Творчество Тарантино всегда было лучшим примером победы таланта над интеллектом: фильмы Квентина с удалой непринужденностью рассказывали о вещах, которые обычно обсуждают на научных конференциях и в академических журналах. Можно долго говорить о том, как американская поп-культура захватила Европу, но куда убедительнее знаменитый диалог из «Криминального чтива»: Джон Траволта приехал из Европы и рассказывает Сэмюэлу Джексону, насколько там все иначе — в «Макдональдсе» продают пиво, а «биг-мак» называют le big mac. Из деконструкции очередного жанра каждый раз получался гимн поп-культуре; переиначивая американский миф на свой лад, Тарантино не разрушал его, а наоборот — раз за разом утверждал. (Тем временем жизнь продолжала искусство: французы за le big mac выдали режиссеру «Золотую пальму», а в России, где любые посягательства на ревизию Второй мировой всегда вызывали раздражение, с восторгом приняли «Бесславных ублюдков».) Причем режиссер вряд ли когда-то имел в виду культурологические высказывания — его больше интересовало, чтобы стреляли, чтобы дрались на катанах и танцевали под старые шлягеры, а все остальное вырастало из материала и фактуры. Похоже, что отныне обо всем этом мы будем говорить в прошедшем времени.
«Джанго освобожденный» — первый фильм Квентина, в котором он решил высказаться. Чернокожий герой вестерна — раб по имени Джанго, которого в первой сцене довольно своеобразно выкупает и освобождает персонаж Кристофа Вальца — оказался придуман не просто ради фана. Нет, циничный любитель экранного насилия вдруг выступил в жанре истории с моралью. Месседж у Тарантино не то чтобы радикальный: рабство — это плохо, негры — тоже люди. Свою смелую идею режиссер настойчиво развивает почти три часа экранного времени, и в результате она подминает под себя все, за что мы любили тарантиновскую драматургию.
![]()
«Джанго освобожденный» — первый фильм Квентина, в котором он решил высказаться
![]()
![]()
Всего удивительнее то, что на этот раз персонажи делятся не только на протагонистов и антагонистов — впервые во вселенной режиссера появляется понятие «положительного героя»
![]()
Во второй половине «Джанго» окончательно перестает быть вестерном (действие перемещается на юг), а тот самый демократизм из дополнительного комментария к эффектным перестрелкам превращается в основное содержание картины. Тарантино 20 лет твердил журналистам присказку violence is fun — но теперь , похоже, изменил свое мнение. Насилие в «Джанго» впечатляет даже по сравнению с предыдущими фильмами режиссера, но подчинено оно лишь одной цели. Белые рабовладельцы со звериной жестокостью истязают негров, вызывая зрительское негодование — особенно преуспевает в этом замечательный Леонардо ди Каприо, одно из самых светлых (извините) пятен в финальной части фильма. Негры мстят, восстанавливая статус-кво. Тот же ди Каприо, размахивая молотком, произносит лекцию по научному расизму. Вальц в ответ впадает в клише антирасистского дискурса, привлекая аргумент в виде Александра Дюма, на четверть африканца.

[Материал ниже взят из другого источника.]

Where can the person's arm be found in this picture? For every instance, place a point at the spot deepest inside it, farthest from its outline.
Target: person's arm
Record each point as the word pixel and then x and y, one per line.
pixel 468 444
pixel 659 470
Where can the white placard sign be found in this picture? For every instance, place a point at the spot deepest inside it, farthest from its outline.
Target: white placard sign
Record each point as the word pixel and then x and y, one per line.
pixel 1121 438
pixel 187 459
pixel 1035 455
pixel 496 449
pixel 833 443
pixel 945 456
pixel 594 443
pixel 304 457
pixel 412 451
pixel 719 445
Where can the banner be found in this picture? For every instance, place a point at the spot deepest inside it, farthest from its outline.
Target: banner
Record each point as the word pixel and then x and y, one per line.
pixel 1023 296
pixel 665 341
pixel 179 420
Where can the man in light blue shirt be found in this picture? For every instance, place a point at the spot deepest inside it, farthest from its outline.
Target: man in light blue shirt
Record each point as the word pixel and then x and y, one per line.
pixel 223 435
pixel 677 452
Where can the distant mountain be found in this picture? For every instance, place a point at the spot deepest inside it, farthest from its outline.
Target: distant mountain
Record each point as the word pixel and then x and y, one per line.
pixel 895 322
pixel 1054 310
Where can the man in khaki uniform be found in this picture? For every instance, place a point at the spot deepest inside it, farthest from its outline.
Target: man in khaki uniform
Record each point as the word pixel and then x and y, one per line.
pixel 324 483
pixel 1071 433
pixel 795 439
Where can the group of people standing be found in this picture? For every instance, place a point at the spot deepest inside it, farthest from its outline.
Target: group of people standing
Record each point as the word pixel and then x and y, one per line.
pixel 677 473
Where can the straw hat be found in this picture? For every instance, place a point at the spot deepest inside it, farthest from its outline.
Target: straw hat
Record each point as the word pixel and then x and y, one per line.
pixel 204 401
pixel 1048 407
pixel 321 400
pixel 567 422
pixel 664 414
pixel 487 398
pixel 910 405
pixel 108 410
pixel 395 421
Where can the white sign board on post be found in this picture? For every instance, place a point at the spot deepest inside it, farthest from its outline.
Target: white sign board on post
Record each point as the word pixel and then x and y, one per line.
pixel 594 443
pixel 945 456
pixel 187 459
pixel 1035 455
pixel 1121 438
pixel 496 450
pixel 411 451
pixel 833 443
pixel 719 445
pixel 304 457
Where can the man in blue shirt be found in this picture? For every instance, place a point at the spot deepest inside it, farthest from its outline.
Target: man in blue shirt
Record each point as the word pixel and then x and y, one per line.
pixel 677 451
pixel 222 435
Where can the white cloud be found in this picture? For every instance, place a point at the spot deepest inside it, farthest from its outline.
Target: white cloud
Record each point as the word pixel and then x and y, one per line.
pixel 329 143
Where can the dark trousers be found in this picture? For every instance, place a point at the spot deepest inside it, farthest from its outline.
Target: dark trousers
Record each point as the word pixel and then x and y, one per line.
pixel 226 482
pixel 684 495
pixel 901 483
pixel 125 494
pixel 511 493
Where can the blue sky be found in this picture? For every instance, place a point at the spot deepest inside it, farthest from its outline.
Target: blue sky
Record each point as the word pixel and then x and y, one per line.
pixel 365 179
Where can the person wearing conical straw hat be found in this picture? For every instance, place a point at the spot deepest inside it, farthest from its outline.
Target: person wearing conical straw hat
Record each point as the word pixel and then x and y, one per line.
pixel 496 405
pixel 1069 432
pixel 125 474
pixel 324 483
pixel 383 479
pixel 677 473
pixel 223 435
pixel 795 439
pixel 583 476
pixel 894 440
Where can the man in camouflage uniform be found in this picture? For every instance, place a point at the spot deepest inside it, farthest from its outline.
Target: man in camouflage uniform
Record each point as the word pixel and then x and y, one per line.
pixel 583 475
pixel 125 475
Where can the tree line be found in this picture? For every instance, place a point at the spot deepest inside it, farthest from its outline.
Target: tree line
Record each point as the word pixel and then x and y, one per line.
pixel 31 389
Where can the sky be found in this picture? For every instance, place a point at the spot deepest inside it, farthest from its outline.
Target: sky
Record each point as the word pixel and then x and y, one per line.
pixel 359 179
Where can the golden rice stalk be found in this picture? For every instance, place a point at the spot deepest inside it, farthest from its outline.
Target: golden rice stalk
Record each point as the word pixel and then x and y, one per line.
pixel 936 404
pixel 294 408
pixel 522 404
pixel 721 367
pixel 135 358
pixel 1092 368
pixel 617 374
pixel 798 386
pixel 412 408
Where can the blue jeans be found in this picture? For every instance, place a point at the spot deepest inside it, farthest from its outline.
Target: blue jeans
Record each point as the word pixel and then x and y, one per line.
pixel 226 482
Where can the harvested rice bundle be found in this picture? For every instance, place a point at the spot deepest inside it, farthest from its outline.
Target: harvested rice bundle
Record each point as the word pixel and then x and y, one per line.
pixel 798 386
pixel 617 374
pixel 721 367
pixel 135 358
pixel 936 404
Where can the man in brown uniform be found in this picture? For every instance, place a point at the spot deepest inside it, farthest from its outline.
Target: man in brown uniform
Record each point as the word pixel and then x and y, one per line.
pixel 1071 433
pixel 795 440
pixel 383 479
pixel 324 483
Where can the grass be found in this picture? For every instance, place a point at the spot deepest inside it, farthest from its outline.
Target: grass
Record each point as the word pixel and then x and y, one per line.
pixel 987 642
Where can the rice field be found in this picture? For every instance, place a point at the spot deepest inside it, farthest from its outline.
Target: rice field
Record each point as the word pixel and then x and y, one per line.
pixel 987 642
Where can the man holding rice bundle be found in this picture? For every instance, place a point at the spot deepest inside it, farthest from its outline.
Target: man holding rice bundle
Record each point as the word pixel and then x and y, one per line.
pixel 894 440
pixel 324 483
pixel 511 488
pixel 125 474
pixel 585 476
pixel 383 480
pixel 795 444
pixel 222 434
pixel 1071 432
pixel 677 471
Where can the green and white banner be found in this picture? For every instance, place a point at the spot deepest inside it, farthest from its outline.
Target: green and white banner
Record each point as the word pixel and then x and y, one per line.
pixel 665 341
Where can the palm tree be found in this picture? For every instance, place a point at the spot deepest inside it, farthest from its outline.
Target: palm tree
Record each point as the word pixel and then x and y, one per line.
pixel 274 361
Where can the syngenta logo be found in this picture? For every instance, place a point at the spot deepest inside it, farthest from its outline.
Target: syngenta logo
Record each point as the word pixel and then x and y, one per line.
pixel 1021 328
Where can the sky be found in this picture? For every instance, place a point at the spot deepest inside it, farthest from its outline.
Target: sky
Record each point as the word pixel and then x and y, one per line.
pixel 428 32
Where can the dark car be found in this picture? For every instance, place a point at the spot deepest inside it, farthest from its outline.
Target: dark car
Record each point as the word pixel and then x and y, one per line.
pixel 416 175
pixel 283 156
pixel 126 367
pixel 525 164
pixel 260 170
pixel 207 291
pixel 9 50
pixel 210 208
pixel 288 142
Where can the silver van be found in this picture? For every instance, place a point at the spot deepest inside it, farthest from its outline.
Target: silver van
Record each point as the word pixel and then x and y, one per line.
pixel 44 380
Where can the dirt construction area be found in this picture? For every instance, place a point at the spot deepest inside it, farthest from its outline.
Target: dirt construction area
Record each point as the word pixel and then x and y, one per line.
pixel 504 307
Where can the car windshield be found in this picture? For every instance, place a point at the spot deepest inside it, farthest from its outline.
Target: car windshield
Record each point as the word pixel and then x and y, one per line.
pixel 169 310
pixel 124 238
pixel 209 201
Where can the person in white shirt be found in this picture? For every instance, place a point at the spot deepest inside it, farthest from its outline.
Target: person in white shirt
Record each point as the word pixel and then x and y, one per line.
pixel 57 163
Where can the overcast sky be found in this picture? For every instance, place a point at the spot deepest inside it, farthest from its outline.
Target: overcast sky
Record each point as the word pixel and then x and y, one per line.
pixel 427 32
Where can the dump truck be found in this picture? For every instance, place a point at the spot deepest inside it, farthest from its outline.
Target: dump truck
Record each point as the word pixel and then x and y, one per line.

И как-то вдруг получается, что Тарантино сам отменяет то, за что мы его любили. «Криминальное чтиво» и «Бешеные псы» наполовину состояли из трепа ни о чем, но почему-то именно они заставляли восхищаться культурой биг-мака и Lika a Virgin. Благородный пафос «Джанго», который при живом Обаме вдруг начал обличать рабство, вызывает, может, не раздражение, но разочарование. Тарантино теперь уважаемый толстоватый дядя, который вальяжно входит в кадр за пятнадцать минут до конца фильма, будто бы на аплодисменты. К пятидесяти годам можно уже не стесняться назидательности и смело превращаться в Спилберга; еще одна попытка — тогда уж наверняка будет «Оскар».